The Age of Complacency


A certain vision of history has become conventional wisdom. Until the nineteenth century, human beings lived in what we call “traditional societies.” In these societies, they were always told what to do. They were born into a preexisting social structure that determined their lives: born peasants, they remained peasants; born aristocrats, they remained aristocrats. The family into which they were born determined how much money and power they had, and so the trajectories of their lives were set from the day of their birth.
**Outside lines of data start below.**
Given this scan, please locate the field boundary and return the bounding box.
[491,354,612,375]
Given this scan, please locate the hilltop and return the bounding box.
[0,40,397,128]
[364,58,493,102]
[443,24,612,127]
The story continues: in nineteenth-century Europe, people finally broke free of these constraints. For the first time, we realized that we are all individuals who can think rationally. We can make decisions for ourselves and take control of our lives. As rational creatures, we can create a world of unprecedented opportunity. With these realizations, the story says, the modern world was born.

But if some of us broke away, other cultures were left behind—or so we believe. To many of us, classical China represents the ultimate traditional society in which people were required to follow rigidly defined social roles in order to live within a stratified, ordered world.

Thus, it must be a world that has nothing to teach us.

Of course, at times this reading of traditional societies in general and China in particular has been given a romanticized spin: We now are alienated from each other, but people in the traditional world saw themselves as living in harmony with the cosmos. We have broken from the natural world and seek to control and dominate it, but people in the traditional world tried to live in accordance with the patterns of nature.

This sentimental view of a traditional world, too, has nothing to teach us. It simply turns these so-called traditional societies into something akin to nostalgia pieces. We can go to a museum and see an Egyptian mummy and think, How interesting. An ancient Chinese artifact? How quaint. Intriguing to look at, but we wouldn’t want to go back to that time—to the world they represent. We wouldn’t want to live there or take any lessons from these traditional worlds, because they weren’t modern. We are the ones who finally figured out things, not them.

But as you are about to learn, many of our stereotypes about these “traditional” societies are wrong. And there is much we can learn from the past.

The danger of our vision of history isn’t just that it has led us to dismiss much of human existence as irrelevant, but also that we think today’s predominant ideas are the only ones that encourage people to determine their own lives; therefore, today’s ideas are the only correct ones.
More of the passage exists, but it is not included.